I'm not sure if this helps you or not but you can use a Recorder transformer to create a temp file. This is essentially the tool that was used before feature caching came along - I'm pretty sure it's all the FeatureCache is anyway. It means you don't need to worry about the schema but it really doesn't solve the problem .
The AttributeManager and AttributeValidator can only ever act on attributes which are exposed. The SchemaScanner is a way to define/extract the schema from the attributes based on their values where the attributes are not exposed (I guess the same way the the CSV reader works).
Being able to set the type in the AttributeManager is really handy but is kind of pointless like you say when you don't know what the schema is anyway. Where it's helpful is when you do know what the schema is and you want to set the attribute type without having to manually change the output FeatureType schema (you can keep the schema definition as automatic) - the manual work gets old fast when you have a several FeatureTypes, especially when you want to add more attributes to an existing workspace.

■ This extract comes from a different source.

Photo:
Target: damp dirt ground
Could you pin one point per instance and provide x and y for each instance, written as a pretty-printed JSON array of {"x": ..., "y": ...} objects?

If you have a mixture of Defined Schema and that from a SchemaFeature it will prefer the defined definition over the one in the SchemFeature (or at least it did for the few formats I tested)
Here I have only one attribute exposed and I've set the width to be 3 (in an AttibuteManager earlier in the workflow). The SchemaScanner has is as "fme_data_type: fme_varchar(7)".
When I read the data back into FME I can see the defined type has kept the length of 3 and has indeed truncated my string.
I'm not sure if this help of not for your case
> Being able to set the type in the AttributeManager is really handy but is kind of pointless like you say when you don't know what the schema is anyway.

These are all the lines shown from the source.